In the morning before we leave for our offices I talk almost

compulsively about Bear Creek.

Standing behind her in her bathroom and watching her put on her face, I explain about Bear Creek’s Chinese families.

“I never saw people work so hard. If they ever took vacations, I never knew it. And talk about family values: Their kids never got in trouble.”

Amy, squinting in the glare of so much light (the frame of her mirror looks like the marquee of a Broadway musical), sniffs, “They must have felt really out of place.”

Without her makeup, Amy looks pretty ordinary.

Most women do, I guess. Rosa was one of the few women who could look good without it.

Sarah has her coloring-an exotic blend of Negro, Indian, and Spanish blood and glossy curly hair and long lashes. In contrast, Amy begins each day pale as a premature baby and takes at least forty-five minutes to emerge from the bathroom as the more cute than pretty woman she presents to the public. I didn’t know it took so much work until yesterday when I watched the whole process intently. Rosa never took more than ten minutes, and she was out the door to rave reviews. In the outside world Amy relies on her high-energy, almost manic personality, which, I realize, is as carefully manufactured as her face. Behind closed doors the smoke and mirrors vanish, and a cooler, more calculating persona emerges.

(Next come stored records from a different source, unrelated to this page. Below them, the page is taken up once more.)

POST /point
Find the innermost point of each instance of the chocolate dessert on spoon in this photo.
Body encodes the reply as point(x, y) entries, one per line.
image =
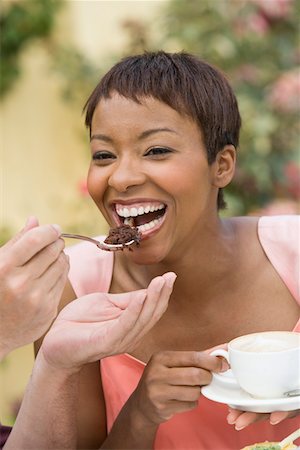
point(119, 238)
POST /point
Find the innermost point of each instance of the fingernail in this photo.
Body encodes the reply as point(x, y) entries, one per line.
point(170, 278)
point(57, 228)
point(159, 284)
point(239, 428)
point(230, 421)
point(225, 365)
point(274, 422)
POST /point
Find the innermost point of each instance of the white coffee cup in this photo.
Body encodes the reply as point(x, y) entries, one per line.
point(265, 364)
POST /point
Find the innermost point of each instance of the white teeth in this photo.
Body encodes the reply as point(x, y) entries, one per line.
point(126, 212)
point(129, 221)
point(149, 226)
point(134, 211)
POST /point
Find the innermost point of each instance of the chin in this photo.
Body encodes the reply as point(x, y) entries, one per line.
point(146, 257)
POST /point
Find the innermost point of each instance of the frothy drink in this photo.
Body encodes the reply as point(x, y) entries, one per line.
point(266, 364)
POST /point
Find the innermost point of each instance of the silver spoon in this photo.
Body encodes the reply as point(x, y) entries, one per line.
point(101, 245)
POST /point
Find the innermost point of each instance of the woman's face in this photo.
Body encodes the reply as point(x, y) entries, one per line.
point(149, 169)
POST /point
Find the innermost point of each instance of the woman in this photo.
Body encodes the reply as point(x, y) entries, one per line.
point(164, 130)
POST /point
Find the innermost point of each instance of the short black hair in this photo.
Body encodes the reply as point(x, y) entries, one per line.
point(185, 83)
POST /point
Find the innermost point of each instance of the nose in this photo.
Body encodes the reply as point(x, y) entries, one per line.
point(125, 174)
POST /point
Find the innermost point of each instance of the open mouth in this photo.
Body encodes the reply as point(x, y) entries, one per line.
point(144, 217)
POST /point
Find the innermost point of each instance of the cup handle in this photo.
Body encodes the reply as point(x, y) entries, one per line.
point(224, 353)
point(221, 352)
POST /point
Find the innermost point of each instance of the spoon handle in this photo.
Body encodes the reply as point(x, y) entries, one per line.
point(82, 238)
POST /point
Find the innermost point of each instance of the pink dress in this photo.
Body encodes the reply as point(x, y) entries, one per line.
point(204, 428)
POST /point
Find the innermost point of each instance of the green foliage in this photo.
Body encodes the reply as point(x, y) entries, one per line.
point(256, 43)
point(20, 23)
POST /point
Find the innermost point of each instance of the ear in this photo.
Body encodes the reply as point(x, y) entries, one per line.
point(224, 166)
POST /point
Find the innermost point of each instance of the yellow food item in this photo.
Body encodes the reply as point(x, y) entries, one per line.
point(268, 446)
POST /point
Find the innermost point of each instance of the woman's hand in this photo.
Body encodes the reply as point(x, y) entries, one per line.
point(33, 272)
point(171, 383)
point(102, 324)
point(241, 419)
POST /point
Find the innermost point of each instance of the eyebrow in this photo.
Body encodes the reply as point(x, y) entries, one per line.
point(143, 135)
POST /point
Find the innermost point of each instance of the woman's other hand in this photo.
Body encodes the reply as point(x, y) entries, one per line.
point(171, 384)
point(102, 324)
point(33, 272)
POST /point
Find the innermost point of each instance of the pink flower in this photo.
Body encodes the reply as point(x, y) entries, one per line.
point(275, 9)
point(285, 93)
point(257, 24)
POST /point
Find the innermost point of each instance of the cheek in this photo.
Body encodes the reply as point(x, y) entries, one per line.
point(95, 185)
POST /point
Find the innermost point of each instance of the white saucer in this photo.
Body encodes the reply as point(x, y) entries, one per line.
point(228, 391)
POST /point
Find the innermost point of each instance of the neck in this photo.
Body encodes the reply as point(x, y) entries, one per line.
point(202, 262)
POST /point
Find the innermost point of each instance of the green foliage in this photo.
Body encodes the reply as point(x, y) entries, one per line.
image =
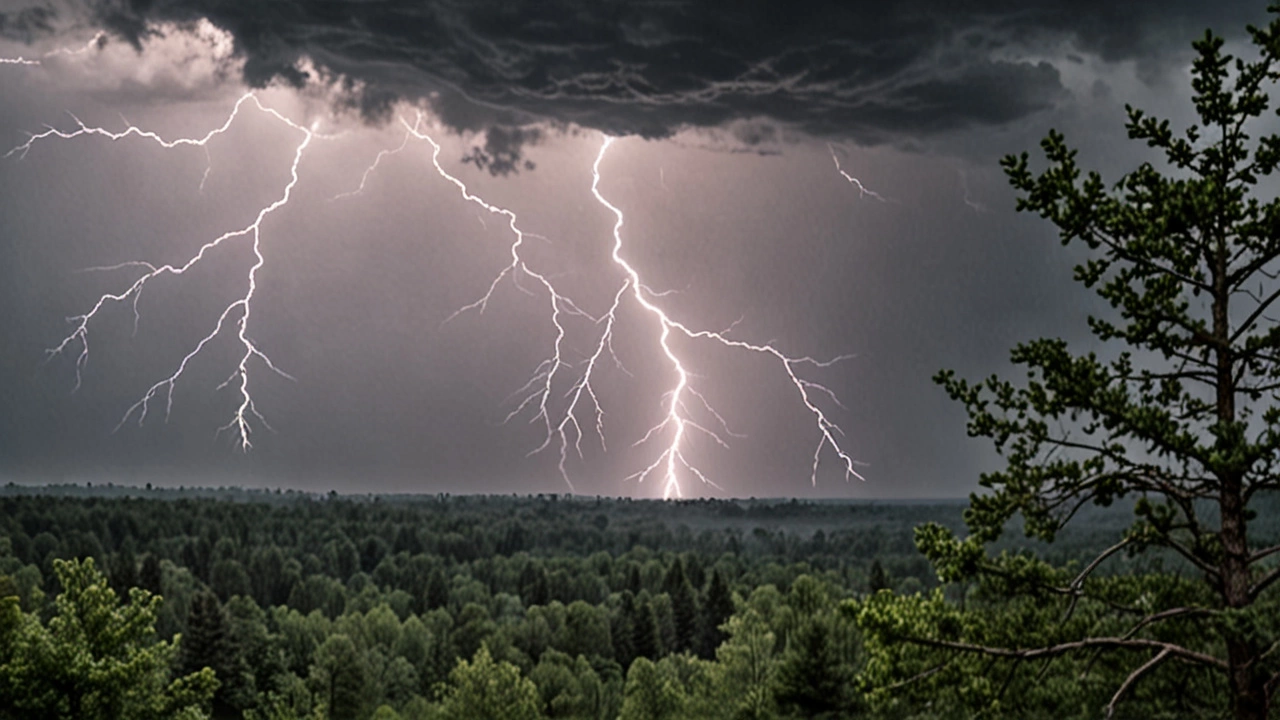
point(95, 659)
point(748, 668)
point(483, 689)
point(1178, 415)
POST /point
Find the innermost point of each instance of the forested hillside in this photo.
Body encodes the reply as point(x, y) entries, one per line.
point(420, 606)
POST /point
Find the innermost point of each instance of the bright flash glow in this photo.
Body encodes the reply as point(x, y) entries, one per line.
point(677, 419)
point(238, 310)
point(565, 415)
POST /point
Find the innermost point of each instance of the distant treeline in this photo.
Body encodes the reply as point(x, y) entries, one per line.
point(352, 605)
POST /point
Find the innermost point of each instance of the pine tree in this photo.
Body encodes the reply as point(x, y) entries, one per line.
point(684, 606)
point(717, 609)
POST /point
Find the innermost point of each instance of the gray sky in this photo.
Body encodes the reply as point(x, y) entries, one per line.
point(723, 172)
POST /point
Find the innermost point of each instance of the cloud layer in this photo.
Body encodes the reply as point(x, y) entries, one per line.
point(848, 69)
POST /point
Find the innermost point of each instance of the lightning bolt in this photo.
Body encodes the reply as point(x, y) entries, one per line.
point(539, 391)
point(862, 190)
point(566, 419)
point(237, 311)
point(677, 418)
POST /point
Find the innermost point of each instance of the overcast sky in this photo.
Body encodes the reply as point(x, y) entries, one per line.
point(728, 124)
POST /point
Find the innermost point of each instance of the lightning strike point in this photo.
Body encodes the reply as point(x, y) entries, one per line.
point(677, 419)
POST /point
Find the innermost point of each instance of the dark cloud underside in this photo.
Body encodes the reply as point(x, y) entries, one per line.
point(869, 72)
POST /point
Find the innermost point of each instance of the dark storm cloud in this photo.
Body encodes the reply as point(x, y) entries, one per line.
point(868, 72)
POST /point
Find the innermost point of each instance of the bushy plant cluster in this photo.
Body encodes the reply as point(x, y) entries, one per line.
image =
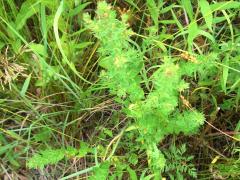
point(156, 113)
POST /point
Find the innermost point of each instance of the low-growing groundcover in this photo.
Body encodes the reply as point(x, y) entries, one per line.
point(119, 89)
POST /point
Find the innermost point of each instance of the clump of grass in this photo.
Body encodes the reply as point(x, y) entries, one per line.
point(123, 105)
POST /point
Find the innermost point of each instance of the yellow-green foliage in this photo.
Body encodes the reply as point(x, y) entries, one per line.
point(156, 113)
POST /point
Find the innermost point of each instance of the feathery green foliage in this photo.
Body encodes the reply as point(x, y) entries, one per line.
point(156, 113)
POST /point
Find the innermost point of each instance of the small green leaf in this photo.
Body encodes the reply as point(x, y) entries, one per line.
point(28, 9)
point(39, 48)
point(83, 150)
point(193, 32)
point(78, 9)
point(206, 12)
point(46, 157)
point(225, 5)
point(44, 135)
point(224, 77)
point(154, 11)
point(25, 86)
point(188, 7)
point(101, 172)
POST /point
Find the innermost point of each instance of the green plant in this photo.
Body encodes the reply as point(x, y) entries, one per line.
point(178, 164)
point(156, 114)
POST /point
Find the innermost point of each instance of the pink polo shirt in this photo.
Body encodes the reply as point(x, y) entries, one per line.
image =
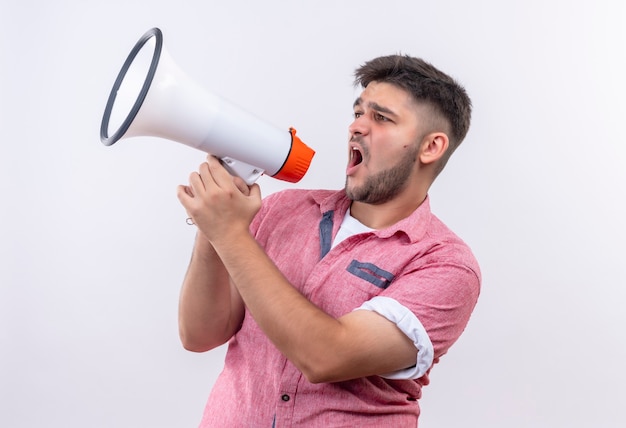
point(418, 266)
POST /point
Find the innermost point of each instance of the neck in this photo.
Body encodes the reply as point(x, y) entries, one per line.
point(385, 215)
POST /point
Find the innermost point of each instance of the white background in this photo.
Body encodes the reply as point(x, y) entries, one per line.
point(94, 245)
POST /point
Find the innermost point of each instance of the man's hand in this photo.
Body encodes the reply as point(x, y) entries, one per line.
point(218, 203)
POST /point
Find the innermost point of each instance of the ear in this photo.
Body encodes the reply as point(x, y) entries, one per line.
point(433, 147)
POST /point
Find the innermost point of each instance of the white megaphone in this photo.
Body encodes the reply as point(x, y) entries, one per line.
point(152, 96)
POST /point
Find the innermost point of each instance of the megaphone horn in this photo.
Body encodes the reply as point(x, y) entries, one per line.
point(152, 96)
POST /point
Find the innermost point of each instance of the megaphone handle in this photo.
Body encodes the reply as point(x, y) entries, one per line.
point(249, 173)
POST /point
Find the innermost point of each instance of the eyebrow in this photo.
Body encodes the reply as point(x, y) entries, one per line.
point(374, 106)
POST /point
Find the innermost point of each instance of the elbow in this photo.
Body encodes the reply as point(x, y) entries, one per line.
point(319, 373)
point(193, 343)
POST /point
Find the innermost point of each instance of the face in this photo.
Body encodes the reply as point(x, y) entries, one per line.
point(384, 144)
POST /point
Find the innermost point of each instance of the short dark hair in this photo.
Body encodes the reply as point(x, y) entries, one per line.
point(426, 84)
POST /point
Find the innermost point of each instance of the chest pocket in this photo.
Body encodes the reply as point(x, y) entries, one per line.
point(370, 273)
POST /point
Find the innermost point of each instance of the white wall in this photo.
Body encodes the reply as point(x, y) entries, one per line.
point(93, 242)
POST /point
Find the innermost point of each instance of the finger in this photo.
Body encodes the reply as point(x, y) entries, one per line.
point(184, 194)
point(196, 184)
point(255, 191)
point(241, 185)
point(218, 173)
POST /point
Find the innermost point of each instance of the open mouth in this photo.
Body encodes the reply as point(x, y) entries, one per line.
point(356, 157)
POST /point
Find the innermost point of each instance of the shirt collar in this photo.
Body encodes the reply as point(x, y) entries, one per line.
point(414, 226)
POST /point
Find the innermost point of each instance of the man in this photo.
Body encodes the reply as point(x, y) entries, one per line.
point(335, 304)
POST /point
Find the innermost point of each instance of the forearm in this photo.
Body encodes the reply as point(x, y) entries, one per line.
point(210, 310)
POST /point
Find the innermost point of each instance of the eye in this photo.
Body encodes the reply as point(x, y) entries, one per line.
point(380, 118)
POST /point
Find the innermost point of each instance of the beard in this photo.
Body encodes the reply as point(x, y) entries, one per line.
point(384, 185)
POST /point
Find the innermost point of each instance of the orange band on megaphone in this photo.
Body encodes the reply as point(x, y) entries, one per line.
point(297, 162)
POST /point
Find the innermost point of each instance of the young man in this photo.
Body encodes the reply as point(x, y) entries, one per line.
point(335, 304)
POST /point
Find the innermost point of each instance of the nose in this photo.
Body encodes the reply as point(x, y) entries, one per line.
point(359, 126)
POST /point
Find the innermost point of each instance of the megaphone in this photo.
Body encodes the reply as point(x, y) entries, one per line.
point(152, 96)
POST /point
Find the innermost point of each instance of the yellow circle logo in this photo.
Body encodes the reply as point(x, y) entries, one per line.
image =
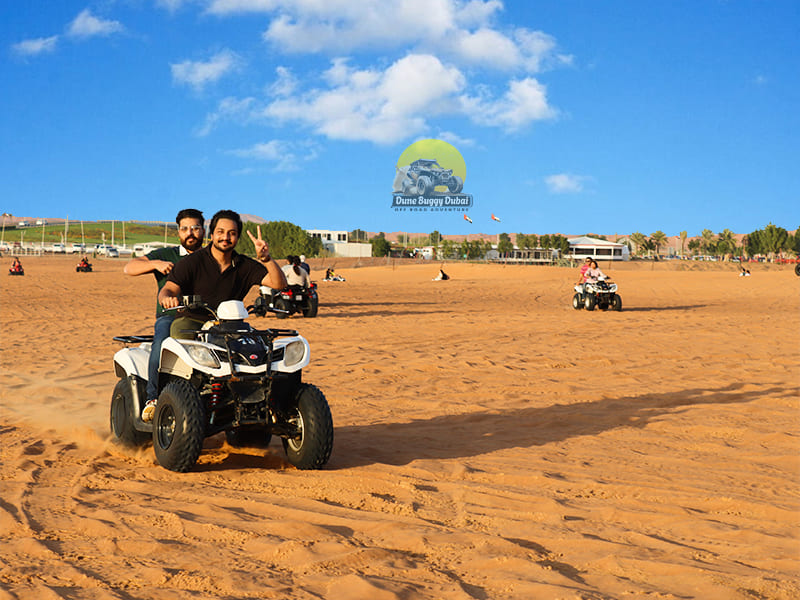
point(429, 167)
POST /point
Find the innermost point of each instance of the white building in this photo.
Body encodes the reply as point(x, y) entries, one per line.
point(336, 242)
point(584, 246)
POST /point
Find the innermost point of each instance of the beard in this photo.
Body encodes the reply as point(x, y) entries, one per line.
point(192, 243)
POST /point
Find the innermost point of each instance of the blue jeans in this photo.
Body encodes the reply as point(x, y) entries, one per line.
point(160, 333)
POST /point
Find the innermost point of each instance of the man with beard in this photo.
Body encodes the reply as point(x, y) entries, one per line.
point(218, 273)
point(160, 263)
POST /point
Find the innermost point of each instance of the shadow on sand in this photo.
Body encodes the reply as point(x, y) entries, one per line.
point(465, 435)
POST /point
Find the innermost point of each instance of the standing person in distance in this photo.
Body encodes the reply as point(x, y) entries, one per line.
point(160, 262)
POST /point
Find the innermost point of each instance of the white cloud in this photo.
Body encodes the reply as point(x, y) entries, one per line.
point(198, 74)
point(523, 103)
point(565, 183)
point(35, 46)
point(382, 107)
point(286, 156)
point(87, 25)
point(455, 139)
point(286, 83)
point(462, 31)
point(172, 5)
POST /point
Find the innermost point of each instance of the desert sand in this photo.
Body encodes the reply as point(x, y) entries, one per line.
point(491, 442)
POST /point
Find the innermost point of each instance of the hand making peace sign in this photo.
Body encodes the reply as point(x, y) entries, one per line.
point(262, 248)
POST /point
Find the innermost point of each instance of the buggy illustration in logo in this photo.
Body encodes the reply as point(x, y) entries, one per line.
point(430, 175)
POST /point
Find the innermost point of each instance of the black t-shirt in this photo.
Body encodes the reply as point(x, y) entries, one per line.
point(198, 275)
point(171, 254)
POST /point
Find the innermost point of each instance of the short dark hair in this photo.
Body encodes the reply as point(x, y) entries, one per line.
point(225, 214)
point(190, 213)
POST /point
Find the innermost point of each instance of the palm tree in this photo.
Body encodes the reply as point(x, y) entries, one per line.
point(638, 239)
point(708, 240)
point(658, 238)
point(725, 242)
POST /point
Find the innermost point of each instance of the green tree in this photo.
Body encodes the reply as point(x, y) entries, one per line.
point(283, 237)
point(380, 245)
point(726, 244)
point(448, 247)
point(659, 238)
point(504, 245)
point(434, 238)
point(707, 242)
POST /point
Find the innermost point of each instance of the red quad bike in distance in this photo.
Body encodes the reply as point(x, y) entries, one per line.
point(227, 377)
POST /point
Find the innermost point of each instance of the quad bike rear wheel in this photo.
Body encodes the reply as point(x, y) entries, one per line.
point(178, 426)
point(310, 447)
point(122, 415)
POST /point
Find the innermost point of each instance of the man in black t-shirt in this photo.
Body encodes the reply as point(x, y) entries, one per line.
point(218, 273)
point(160, 262)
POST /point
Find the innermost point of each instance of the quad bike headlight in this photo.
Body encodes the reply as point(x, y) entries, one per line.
point(202, 355)
point(293, 353)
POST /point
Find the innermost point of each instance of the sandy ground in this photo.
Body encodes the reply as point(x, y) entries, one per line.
point(491, 442)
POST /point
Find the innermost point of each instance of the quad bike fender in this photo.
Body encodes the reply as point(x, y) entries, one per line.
point(132, 361)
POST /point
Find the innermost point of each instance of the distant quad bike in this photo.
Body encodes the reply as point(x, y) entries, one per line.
point(293, 299)
point(602, 294)
point(426, 174)
point(229, 377)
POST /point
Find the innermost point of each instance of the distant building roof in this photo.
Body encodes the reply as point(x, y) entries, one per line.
point(587, 241)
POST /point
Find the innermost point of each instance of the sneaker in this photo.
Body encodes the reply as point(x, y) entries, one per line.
point(149, 411)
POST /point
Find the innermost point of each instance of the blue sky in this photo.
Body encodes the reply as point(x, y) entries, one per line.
point(572, 116)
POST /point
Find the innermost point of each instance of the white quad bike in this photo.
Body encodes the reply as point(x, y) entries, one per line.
point(229, 377)
point(601, 294)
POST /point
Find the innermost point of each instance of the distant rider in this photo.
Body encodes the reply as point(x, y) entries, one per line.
point(593, 273)
point(295, 273)
point(160, 262)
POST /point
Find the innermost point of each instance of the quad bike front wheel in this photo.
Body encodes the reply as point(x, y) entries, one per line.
point(250, 437)
point(311, 444)
point(122, 415)
point(178, 426)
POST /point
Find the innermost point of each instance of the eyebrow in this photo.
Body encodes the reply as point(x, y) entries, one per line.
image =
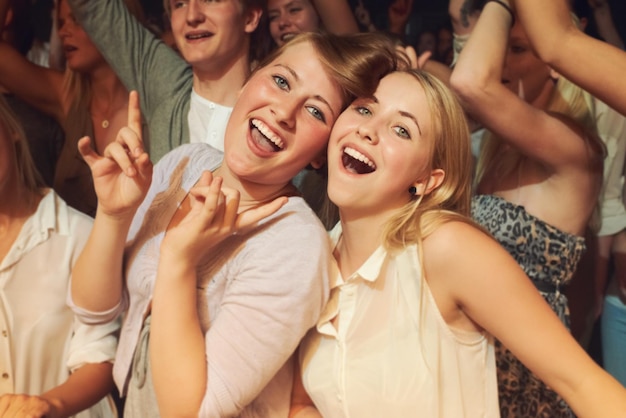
point(404, 114)
point(317, 97)
point(413, 118)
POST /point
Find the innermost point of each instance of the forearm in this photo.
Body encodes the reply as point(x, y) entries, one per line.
point(606, 26)
point(597, 395)
point(177, 345)
point(336, 16)
point(479, 66)
point(97, 277)
point(462, 16)
point(84, 388)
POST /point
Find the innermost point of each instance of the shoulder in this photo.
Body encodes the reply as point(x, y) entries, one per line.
point(192, 158)
point(457, 244)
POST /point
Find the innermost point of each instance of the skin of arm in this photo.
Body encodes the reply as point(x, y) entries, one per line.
point(604, 22)
point(559, 43)
point(476, 79)
point(301, 404)
point(81, 390)
point(483, 284)
point(212, 216)
point(462, 16)
point(38, 86)
point(121, 179)
point(336, 16)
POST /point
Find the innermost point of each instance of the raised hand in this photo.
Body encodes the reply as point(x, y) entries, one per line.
point(213, 216)
point(122, 175)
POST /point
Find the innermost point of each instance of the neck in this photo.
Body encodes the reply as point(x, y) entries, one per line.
point(361, 236)
point(22, 204)
point(253, 194)
point(222, 85)
point(107, 91)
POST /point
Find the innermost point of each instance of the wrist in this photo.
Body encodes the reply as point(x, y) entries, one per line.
point(504, 4)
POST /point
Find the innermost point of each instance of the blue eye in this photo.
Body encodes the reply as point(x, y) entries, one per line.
point(402, 132)
point(363, 110)
point(281, 82)
point(318, 114)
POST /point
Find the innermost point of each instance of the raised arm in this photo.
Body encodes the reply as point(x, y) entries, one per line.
point(265, 311)
point(486, 283)
point(38, 86)
point(604, 22)
point(477, 79)
point(592, 64)
point(122, 177)
point(336, 16)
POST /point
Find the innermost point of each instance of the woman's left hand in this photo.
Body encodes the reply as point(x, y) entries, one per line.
point(213, 216)
point(18, 406)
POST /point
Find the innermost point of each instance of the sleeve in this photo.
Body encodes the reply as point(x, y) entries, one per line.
point(93, 343)
point(141, 61)
point(89, 343)
point(276, 296)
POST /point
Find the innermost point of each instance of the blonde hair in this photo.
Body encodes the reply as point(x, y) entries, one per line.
point(77, 86)
point(28, 175)
point(450, 152)
point(566, 99)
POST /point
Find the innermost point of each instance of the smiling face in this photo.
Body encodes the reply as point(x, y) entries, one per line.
point(212, 34)
point(380, 147)
point(524, 73)
point(81, 54)
point(290, 17)
point(282, 119)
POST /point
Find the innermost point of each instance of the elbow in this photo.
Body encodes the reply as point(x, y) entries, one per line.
point(467, 87)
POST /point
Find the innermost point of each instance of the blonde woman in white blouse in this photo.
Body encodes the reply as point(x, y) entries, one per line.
point(50, 364)
point(420, 290)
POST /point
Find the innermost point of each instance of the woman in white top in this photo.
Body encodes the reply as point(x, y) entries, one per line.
point(419, 289)
point(50, 364)
point(212, 328)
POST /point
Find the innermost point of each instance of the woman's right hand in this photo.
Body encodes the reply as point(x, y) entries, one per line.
point(122, 175)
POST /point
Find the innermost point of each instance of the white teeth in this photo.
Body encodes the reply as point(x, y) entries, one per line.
point(267, 132)
point(358, 156)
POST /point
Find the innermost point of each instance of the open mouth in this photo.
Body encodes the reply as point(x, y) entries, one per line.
point(264, 137)
point(196, 36)
point(357, 163)
point(288, 36)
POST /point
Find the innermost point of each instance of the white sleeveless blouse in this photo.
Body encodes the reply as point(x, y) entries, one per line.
point(392, 354)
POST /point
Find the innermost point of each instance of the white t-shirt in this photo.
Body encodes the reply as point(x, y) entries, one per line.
point(207, 121)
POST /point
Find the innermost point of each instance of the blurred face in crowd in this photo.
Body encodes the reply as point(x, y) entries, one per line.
point(81, 54)
point(524, 73)
point(290, 17)
point(211, 35)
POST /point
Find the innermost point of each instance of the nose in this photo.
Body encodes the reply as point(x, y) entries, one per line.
point(283, 21)
point(367, 132)
point(194, 12)
point(285, 112)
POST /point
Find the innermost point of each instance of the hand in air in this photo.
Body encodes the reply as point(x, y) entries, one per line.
point(213, 216)
point(122, 175)
point(19, 406)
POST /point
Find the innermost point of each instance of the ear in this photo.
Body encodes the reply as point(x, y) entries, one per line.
point(554, 75)
point(427, 185)
point(319, 161)
point(252, 19)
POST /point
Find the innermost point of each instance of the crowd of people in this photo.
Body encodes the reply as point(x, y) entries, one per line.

“I think they must have liked it that way-at least the parents did,” I

acknowledge.

“The old people probably thought being Chinese was better than being white, and maybe they were right. Some of them had worked for planters like the Taylor family. It didn’t take them long to find out that the richest and presumably most educated whites in the South had only one thing in mind and that was to exploit them as laborers as thoroughly and as long as possible. It wouldn’t surprise me to learn that the Taylors had Chinese working for them after the Civil War.”